Durante muchos años, además de dirigir la Facultad con mano firme, consolidando los estudios de Filología en la ULPGC, enseñó literatura española, dirigió varias tesis, encandiló a muchos estudiantes con Galdós y otras figuras de nuestra literatura que eran especialmente de su gusto, dirigió, desde su creación en 1995, la Cátedra Benito Pérez Galdós y ejerció una intensa tarea investigadora, que hizo de ella una especialista galdosiana reputada internacionalmente.
«¿Vienes para quedarte?». Yo, descolocado, le dije que sí, y ella me replicó: «Pues considérate ya en tu casa…»
Tras su periodo como decana, dejó durante algún tiempo la universidad, para ocuparse de la consejería de Educación del Cabildo de Gran Canaria. Tras el desempeño de este cargo, regresó a su actividad docente, aunque comentó alguna vez que el perfil del estudiantado había cambiado y que le había costado adaptarse. Pero fue, seguramente, cuestión de poco tiempo, porque enseguida la vimos enfrascada con su energía proverbial en sus tareas docentes e investigadoras, mientras gozaba de una reconocida autoridad moral en el que siempre fue su centro, además de un merecido reconocimiento social y académico, convirtiéndose en catedrática emérita, miembro de la Academia Canaria de la Lengua e hija predilecta de Las Palmas de Gran Canaria.

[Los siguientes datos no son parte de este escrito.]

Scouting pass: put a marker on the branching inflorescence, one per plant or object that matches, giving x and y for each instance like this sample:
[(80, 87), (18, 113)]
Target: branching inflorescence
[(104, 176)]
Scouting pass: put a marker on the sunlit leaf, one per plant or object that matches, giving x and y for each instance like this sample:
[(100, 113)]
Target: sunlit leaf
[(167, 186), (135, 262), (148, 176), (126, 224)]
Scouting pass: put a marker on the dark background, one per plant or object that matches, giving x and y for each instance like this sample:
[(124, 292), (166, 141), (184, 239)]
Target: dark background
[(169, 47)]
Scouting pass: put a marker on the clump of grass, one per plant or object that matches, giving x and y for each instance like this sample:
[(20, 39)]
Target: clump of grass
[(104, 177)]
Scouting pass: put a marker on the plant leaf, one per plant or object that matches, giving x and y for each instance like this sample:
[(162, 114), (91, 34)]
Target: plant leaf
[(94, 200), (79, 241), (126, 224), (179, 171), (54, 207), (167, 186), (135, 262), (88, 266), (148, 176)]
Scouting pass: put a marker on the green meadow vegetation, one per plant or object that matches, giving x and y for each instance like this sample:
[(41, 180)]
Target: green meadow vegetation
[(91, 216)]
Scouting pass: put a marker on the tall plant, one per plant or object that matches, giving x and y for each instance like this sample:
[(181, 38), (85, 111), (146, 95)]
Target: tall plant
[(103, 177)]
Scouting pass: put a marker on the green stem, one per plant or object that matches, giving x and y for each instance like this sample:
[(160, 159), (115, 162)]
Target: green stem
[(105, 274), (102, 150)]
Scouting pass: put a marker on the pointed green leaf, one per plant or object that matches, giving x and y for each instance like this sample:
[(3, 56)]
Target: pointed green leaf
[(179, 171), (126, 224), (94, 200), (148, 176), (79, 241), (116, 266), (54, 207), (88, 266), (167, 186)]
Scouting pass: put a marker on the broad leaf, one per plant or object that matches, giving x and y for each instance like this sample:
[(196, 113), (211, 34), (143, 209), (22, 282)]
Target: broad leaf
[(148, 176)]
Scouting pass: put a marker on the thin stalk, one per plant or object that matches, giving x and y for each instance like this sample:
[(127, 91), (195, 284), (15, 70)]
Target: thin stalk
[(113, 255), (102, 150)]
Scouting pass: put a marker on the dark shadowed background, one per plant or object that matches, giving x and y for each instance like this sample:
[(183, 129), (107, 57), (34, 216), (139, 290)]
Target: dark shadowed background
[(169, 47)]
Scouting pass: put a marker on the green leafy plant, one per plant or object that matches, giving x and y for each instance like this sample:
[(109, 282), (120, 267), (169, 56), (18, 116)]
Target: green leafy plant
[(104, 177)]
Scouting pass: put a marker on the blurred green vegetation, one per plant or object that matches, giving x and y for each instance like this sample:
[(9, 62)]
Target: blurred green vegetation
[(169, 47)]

Podría pensarse que, después de tanto trabajo y tanto esfuerzo, la jubilación la ralentizaría y la invitaría a disfrutar con calma de la vida dejando a un lado los quehaceres profesionales a los que tanto tiempo había dedicado. Pero no fue así, y no resultó una sorpresa para nadie la concesión del prestigioso Premio Comillas 2020 de Historia, Biografía y Memorias por su libro Galdós. Una biografía, una obra verdaderamente esencial.
Las universidades se valoran hoy, en buena medida, por criterios numéricos y fríos como las posiciones en los rankings, los fondos externos que atraen, el número de artículos en revistas de primer cuartil… y quizás en eso las universidades pequeñas y jóvenes juguemos en desventaja. Pero, al menos en el ámbito de la Filología Hispánica, haber podido contar simultáneamente con el magisterio de figuras, entre otras, como José Antonio Samper, Maximiano Trapero, Eugenio Padorno y, por supuesto, Yolanda, estoy convencido de que habrá sido un auténtico lujo para muchos antiguos estudiantes que estarán ahora leyendo esta página, y pensando, quizás, que, ni el hábito hace al monje, ni otra cosa que los buenos maestros hacen buena una universidad.